Debido a ello Sheridan se ha revelado como uno de los artistas más singulares en un mercado que tiende a la homogeneidad y a la agenda en común. De hecho tiene bajo su órbita un universo creativo en constante expansión, que cuenta con los innumerables desprendimientos de la saga Yellowstone pero también con la decidida exploración de otra de las tradiciones originarias del primer cine como fueron los relatos de gángsters. Primero Mayor of Kingstown (2021), con Jeremy Renner y Dianne Wiest, recupera las narrativas penitenciarias desde la perspectiva de la familia McLusky y su negocio carcelario en el estado de Michigan; y luego, a partir de este mes, Tulsa King sitúa un entramado mafioso en Oklahoma, sitio de retiro de un padrino liberado de la cárcel tras 25 años de encierro y silencio.
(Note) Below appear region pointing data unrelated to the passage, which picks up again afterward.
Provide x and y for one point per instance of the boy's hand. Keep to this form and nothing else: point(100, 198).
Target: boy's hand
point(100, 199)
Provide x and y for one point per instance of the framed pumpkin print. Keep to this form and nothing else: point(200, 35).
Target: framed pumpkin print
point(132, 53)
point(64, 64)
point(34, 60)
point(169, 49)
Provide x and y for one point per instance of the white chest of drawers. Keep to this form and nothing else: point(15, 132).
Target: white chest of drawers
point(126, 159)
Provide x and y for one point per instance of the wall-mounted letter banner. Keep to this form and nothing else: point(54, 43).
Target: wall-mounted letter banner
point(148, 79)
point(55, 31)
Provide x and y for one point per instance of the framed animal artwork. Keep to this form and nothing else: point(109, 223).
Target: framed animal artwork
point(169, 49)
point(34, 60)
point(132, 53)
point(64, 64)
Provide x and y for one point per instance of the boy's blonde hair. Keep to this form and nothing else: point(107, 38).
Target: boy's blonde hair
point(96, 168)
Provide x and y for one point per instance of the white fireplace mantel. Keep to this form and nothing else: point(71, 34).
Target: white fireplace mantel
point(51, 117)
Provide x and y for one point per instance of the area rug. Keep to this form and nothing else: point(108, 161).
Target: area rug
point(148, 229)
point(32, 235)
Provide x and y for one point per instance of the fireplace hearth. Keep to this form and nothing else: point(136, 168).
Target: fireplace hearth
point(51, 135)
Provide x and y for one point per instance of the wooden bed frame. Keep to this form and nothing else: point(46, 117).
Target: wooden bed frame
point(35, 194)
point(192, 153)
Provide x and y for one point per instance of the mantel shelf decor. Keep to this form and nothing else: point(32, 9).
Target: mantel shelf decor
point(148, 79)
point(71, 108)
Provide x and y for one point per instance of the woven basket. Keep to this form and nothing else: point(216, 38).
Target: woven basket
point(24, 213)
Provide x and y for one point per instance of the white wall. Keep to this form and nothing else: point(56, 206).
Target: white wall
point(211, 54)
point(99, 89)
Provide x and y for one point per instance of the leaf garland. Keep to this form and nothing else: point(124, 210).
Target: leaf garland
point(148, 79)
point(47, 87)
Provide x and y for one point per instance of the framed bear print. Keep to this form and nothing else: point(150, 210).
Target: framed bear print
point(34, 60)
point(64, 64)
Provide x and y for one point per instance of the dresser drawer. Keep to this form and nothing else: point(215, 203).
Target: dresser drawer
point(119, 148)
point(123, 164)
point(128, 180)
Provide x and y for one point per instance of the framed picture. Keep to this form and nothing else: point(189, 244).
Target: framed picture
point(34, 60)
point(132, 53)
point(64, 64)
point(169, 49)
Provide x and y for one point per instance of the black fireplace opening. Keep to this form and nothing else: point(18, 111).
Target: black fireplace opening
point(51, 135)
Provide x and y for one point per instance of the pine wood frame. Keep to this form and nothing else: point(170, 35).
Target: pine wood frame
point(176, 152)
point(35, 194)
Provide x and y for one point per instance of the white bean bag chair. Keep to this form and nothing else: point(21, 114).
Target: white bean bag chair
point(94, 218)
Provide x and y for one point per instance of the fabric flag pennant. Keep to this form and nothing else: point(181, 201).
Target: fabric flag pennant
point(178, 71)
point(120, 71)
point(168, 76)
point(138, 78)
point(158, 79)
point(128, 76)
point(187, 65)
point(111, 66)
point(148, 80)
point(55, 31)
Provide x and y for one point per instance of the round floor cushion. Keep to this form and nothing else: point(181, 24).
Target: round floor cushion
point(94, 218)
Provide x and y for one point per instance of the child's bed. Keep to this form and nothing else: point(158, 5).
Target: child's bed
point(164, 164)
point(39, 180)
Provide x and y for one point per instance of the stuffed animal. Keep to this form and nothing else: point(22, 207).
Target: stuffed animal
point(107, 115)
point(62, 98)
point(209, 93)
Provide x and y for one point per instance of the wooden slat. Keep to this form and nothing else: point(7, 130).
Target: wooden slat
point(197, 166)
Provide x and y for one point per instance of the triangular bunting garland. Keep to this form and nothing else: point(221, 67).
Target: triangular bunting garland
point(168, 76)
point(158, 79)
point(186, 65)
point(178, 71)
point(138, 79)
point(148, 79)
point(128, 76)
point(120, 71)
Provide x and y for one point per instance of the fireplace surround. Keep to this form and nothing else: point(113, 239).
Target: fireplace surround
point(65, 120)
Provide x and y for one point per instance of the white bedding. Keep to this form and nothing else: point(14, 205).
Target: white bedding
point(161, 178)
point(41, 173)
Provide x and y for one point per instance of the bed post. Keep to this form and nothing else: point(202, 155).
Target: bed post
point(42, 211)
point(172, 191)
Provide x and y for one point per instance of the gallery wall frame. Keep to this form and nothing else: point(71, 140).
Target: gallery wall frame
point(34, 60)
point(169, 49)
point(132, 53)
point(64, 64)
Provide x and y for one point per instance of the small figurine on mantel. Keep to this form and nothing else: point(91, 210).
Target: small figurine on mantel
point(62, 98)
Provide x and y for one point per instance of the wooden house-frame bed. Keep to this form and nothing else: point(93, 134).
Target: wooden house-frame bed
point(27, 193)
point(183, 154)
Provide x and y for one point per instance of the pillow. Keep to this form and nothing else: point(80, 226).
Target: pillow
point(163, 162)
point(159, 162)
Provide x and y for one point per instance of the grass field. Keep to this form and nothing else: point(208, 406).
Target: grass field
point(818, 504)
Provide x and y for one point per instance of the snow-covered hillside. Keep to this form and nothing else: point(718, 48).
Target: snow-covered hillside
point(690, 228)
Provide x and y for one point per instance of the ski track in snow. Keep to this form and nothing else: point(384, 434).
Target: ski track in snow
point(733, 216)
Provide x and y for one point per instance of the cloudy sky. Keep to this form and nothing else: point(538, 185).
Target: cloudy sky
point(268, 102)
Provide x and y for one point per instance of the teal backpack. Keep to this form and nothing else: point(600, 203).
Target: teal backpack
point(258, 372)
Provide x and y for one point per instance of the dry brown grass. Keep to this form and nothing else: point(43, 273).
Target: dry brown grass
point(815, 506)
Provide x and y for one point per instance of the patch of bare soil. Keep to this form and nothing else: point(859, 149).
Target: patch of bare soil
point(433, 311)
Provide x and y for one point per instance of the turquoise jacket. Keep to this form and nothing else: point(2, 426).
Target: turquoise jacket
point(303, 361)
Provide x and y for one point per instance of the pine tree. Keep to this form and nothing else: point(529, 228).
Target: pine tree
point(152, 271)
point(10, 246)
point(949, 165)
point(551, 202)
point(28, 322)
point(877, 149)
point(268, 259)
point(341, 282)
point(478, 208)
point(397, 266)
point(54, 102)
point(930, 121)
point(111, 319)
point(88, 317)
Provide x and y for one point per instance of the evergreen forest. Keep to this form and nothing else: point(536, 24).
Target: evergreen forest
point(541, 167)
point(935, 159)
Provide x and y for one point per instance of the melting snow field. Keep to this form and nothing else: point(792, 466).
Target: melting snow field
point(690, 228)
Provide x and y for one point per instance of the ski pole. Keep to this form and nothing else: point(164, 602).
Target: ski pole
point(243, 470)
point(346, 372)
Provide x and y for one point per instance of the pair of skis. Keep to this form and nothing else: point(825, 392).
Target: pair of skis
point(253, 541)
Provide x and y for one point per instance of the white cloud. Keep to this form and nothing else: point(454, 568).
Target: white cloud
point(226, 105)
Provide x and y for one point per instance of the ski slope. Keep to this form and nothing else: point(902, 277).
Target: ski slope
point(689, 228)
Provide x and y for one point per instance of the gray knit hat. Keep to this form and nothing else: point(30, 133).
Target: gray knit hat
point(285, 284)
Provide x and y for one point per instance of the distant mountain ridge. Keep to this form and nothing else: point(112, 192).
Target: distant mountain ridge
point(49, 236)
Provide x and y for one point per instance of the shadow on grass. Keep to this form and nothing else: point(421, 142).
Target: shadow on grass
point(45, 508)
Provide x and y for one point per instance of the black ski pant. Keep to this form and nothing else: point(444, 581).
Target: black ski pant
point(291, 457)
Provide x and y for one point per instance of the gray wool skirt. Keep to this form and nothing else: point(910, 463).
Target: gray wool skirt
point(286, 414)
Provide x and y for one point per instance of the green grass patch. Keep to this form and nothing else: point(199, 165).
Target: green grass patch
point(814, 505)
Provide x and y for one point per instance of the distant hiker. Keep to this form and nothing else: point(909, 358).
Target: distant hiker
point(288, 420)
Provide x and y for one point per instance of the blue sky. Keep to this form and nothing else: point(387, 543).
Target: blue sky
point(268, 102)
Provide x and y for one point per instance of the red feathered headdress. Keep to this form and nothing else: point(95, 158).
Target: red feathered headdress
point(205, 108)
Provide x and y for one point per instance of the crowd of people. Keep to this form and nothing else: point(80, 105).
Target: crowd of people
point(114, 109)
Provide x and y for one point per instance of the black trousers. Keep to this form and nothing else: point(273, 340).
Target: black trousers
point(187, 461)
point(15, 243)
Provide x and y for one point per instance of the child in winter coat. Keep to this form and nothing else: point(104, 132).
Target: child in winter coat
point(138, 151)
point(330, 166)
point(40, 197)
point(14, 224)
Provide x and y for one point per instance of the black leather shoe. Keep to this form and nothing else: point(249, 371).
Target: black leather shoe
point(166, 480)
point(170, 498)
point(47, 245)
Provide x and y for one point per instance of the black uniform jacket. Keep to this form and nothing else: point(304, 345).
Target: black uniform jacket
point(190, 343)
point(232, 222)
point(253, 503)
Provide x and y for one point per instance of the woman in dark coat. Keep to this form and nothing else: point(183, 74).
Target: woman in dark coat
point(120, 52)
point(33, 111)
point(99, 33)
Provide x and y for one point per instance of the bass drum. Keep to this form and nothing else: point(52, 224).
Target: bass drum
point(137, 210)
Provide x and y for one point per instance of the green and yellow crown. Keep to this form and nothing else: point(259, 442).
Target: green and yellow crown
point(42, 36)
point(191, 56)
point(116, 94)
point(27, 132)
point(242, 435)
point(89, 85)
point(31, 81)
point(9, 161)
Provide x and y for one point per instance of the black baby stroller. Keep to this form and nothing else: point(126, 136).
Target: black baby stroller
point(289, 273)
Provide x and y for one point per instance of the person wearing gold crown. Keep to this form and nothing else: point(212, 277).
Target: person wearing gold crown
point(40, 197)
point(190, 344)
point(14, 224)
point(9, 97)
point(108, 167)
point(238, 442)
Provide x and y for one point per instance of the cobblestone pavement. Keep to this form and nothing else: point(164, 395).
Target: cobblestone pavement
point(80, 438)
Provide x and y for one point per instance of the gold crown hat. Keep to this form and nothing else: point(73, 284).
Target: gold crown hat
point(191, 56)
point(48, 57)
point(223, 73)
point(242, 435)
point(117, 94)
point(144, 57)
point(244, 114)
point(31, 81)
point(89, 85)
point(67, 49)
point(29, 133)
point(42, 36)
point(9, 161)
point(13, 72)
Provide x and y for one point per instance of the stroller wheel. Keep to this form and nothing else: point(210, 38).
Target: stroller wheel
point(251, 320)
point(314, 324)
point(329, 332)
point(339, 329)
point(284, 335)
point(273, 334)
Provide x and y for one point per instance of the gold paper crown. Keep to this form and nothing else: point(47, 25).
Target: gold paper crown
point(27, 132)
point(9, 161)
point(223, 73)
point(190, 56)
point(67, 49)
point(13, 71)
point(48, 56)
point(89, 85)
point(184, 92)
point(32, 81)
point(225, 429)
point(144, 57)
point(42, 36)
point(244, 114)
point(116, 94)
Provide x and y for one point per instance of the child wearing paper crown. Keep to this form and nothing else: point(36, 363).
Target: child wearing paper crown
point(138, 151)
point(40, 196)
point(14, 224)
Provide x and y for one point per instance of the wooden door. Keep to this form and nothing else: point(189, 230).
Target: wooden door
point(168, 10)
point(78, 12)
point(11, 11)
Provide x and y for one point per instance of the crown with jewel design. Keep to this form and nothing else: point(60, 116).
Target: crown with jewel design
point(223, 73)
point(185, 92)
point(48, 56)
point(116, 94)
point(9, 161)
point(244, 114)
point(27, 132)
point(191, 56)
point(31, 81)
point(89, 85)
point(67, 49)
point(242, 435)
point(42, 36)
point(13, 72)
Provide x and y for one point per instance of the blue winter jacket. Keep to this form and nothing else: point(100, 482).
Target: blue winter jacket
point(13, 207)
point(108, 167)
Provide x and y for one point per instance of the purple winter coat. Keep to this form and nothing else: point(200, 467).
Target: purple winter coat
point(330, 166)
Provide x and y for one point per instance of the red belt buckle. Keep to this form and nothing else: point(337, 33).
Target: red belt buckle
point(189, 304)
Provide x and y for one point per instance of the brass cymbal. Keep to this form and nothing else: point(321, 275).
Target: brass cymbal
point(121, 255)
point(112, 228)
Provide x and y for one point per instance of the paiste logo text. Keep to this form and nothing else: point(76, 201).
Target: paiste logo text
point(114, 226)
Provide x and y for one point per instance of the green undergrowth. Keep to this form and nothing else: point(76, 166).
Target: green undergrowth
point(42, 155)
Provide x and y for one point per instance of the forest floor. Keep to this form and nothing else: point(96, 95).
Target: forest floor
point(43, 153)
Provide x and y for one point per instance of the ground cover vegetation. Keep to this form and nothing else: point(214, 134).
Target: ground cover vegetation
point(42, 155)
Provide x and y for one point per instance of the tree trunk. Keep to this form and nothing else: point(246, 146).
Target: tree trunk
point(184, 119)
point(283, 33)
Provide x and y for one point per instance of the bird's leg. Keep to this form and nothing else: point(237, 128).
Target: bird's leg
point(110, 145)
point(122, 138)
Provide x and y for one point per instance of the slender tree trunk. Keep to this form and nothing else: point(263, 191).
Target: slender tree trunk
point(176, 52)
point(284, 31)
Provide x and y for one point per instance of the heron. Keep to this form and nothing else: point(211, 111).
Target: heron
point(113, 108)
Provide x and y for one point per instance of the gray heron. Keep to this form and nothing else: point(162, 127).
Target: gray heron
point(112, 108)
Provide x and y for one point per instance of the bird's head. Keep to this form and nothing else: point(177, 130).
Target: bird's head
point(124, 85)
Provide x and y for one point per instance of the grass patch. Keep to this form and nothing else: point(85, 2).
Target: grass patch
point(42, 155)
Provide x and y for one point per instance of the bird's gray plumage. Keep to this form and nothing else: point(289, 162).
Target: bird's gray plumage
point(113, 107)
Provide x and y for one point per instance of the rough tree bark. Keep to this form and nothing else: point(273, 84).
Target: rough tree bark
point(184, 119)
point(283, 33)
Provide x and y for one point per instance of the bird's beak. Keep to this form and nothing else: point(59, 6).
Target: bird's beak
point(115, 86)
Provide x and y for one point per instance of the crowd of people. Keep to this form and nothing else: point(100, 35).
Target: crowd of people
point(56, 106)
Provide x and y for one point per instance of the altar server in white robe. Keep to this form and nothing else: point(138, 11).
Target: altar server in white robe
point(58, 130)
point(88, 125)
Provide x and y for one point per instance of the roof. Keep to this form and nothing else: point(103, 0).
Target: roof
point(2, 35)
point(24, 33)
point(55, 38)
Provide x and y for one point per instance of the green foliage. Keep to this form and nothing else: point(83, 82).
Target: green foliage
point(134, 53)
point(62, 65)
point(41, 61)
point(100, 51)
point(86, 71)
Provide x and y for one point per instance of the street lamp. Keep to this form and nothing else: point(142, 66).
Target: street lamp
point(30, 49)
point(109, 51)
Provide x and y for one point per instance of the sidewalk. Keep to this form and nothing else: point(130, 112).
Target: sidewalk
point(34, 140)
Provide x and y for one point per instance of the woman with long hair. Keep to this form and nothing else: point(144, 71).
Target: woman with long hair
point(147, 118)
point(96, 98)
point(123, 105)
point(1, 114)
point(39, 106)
Su destierro en el desierto se convierte en una puesta a prueba de sus lealtades así como la actualización de las viejas formas de violencia ahora en los conflictos raciales, la venta de drogas y el tráfico de armas en aquel viejo Sur promisorio.
Sheridan ha gestado su definitiva mitología. Nutrido de la tradición del western y el cine de gángsters de los años 30, deudor de esas ficciones ásperas de marginales y falsos héroes, su figura resulta una verdadera anomalía en la televisión de prestigio contemporánea. Desde aquellas tradiciones olvidadas ha podido leer conflictos actuales como el que persiste alrededor de la noción de frontera, ya sea entre las civilizaciones nativas y los pioneros de la colonización, o entre las autoridades legales y el crimen organizado, como entre la libertad pretendida y los múltiples encierros que persisten en la vida social. Su pulso es arisco y de ecos nihilistas, atado a una violencia que sigue definiendo el alma humana. En ese corazón herido germinan sus más sentidas historias, sus personajes más incómodos, sus héroes de barro y sangre. Reinventar la propia historia es una forma de aprender a contarla.